You may well not have heard of Matchbox Twenty unless you hang out in America. If you do know this band, you could well view the trio interviewed here - guitarists Kyle Cook and Adam Gaynor and bass player Brian Yale - as the kind of irony-free, American MTV fodder who'll sell their last vestage of musical integrity to 'make it'.
After all, how does a band that gets together just three months before recording their first album, 'Yourself Or Someone Like You' then go on to sell 10 million copies of it? And how does their lead singer, Rob Thomas, subsequently end up collaborating with Carlos Santana on The Supernatural, worldwide supersmash of a few months ago? It's all a bit too unlikely isn't it? And surely not the result of being anything but desperate for commercial success.

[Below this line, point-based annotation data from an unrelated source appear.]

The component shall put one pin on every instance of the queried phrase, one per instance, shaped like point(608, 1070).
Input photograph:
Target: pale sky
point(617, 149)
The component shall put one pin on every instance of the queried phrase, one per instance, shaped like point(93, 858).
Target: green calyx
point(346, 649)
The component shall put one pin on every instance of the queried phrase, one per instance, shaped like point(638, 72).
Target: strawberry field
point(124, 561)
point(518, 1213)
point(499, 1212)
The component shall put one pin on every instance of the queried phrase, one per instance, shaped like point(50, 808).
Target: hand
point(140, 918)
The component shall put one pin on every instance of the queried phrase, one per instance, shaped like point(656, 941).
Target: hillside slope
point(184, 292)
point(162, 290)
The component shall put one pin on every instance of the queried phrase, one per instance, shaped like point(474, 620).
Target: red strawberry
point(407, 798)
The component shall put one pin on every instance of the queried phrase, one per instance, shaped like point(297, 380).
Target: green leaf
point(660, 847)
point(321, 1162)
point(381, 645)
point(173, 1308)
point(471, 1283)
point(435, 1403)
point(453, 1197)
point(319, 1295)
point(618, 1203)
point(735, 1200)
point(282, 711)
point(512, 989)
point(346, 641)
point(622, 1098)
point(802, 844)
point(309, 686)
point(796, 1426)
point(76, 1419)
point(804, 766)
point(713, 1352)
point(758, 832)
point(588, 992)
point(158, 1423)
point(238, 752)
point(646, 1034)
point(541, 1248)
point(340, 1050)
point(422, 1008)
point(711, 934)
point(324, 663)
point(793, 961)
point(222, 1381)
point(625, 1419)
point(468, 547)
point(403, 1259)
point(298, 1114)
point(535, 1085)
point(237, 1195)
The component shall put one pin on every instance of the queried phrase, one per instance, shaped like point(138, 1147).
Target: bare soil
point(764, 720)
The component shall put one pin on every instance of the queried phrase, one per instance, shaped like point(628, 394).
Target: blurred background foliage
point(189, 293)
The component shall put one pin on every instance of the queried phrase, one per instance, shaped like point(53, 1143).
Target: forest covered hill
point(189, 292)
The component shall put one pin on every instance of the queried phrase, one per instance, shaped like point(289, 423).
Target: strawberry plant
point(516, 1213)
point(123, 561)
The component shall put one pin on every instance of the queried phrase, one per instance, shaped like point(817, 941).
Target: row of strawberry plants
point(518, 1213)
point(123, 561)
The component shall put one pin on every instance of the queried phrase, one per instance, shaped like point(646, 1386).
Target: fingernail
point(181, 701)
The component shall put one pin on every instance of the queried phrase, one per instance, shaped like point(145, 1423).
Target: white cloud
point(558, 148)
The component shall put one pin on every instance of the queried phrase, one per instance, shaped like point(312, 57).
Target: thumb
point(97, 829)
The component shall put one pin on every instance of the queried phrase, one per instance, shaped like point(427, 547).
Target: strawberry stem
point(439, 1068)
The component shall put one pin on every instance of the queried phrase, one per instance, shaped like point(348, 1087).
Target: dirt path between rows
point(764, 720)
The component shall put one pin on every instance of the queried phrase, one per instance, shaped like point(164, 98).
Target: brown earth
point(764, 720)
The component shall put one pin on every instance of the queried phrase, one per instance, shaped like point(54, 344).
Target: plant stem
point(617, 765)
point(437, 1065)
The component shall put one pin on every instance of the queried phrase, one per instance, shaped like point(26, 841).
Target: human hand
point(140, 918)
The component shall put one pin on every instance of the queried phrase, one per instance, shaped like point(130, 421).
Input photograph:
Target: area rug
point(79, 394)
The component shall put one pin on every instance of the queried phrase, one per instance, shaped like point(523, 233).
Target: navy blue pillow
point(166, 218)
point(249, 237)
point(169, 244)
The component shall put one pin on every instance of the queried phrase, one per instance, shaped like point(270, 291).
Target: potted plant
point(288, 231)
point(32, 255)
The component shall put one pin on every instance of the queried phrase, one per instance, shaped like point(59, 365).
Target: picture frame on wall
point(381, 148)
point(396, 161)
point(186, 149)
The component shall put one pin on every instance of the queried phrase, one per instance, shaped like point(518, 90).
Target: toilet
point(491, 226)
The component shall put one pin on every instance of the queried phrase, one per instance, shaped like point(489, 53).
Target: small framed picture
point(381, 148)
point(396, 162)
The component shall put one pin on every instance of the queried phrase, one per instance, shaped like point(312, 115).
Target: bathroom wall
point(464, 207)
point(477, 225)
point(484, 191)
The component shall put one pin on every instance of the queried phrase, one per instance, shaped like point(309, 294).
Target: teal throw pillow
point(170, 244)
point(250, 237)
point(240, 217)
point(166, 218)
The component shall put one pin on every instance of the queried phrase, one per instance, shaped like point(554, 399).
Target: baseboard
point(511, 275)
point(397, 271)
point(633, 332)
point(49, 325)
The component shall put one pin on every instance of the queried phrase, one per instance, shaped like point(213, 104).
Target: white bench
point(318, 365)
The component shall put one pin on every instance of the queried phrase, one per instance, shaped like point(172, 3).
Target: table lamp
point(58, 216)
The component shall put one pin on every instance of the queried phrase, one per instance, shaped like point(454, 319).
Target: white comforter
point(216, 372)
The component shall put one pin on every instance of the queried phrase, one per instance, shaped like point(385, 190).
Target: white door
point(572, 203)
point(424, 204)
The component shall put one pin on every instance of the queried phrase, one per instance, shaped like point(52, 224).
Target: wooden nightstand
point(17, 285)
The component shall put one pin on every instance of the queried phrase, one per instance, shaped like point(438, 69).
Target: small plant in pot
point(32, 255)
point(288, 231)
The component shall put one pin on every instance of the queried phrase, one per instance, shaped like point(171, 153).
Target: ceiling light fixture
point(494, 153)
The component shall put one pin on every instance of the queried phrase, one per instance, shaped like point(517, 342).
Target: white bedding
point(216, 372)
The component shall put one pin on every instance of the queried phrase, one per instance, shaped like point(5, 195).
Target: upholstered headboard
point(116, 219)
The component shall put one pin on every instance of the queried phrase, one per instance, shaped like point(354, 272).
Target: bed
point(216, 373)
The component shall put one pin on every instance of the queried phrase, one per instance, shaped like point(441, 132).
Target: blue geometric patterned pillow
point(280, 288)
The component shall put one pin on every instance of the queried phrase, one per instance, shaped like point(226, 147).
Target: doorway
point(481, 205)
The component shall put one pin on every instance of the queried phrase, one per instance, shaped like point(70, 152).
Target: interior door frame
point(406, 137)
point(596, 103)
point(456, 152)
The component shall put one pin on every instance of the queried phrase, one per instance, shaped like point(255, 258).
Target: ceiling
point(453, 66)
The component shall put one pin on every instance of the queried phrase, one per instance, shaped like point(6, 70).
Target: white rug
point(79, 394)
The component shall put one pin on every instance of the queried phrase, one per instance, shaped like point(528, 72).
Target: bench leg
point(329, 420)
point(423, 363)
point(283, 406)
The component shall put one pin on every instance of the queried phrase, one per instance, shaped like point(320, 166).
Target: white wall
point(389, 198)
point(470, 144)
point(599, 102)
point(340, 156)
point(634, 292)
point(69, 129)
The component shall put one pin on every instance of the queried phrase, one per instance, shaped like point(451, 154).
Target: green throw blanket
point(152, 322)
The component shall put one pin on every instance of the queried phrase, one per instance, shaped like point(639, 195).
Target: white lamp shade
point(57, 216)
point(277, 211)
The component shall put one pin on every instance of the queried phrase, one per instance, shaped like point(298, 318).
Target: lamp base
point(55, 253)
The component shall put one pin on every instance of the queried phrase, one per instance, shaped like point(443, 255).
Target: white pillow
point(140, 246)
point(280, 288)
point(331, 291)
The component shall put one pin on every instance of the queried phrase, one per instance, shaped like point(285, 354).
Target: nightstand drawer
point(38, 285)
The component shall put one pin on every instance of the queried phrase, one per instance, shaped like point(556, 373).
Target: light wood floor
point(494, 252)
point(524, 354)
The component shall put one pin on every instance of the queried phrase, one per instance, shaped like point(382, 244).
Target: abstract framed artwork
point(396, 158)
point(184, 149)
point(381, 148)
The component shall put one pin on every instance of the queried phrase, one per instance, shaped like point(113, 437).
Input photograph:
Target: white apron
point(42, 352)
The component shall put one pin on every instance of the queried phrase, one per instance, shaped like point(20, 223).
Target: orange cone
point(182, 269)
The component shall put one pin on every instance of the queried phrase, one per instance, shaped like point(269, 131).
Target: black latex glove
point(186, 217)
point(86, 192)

As it turns out, Guitarist's Matchbox Twenty guests prove disarmingly dry of wit, resolutely un-pop starry and unquestionably committed to the art of crafting songs. Pretentious they are not. Their massive success has come about with little critical support, in the US, because they write songs that people have simply come to love. And in the case of new album, 'Mad Season By Matchbox Twenty' they've done it again.
They may not have the angsty edginess of a new Nirvana or the painfully hip posturing of another Limp Bizkit, but then Matchbox Twenty have never made any secret of the fact that it's melody, not mindless band-wagoneering, that cranks their collective handle.
Their success has yet to translate into European, of course. But this hasn't stopped the Matchbox boys repeatedly taking on the UK over the last few years. The fact that the band comfortably sold out Hammersmith Apollo, the location for this interview, on their most recent jaunt, reflects their steadily increasing British popularity - heartening when you consider the relatively low profile they've received in the press.
They may have made it big in the US overnight, but this is a band who know they have to prove themselves elsewhere. The only way they're going to do that is by playing. And playing, and playing...
Selling out the Hammersmith Apollo is no mean feat, but I guess you're used to playing bigger places back home?
Cook: It's a humbling experience playing in Europe. We're still trying to make people aware of the band, let alone the new record. It's very different than at home.
Gaynor: It really makes us concentrate on not just coasting through the show. I think, in the States, we're known for putting on a pretty good show every night. But when we come here, we really need to focus on making sure that it's happening every time we get on the stage. It's been nine months since we played live, so it feels good to be playing in front of an audience again. And the break has made us enjoy the first few dates of the tour, which makes us play better, so it's all been good.
Cook: We'd worked so hard for the two years before that though, we needed to have some time off, some sacred time for ourselves. But for me personally, it felt great to get back with the guys. Even doing pre-production rehearsals for this tour was really fun, because we were together, playing again.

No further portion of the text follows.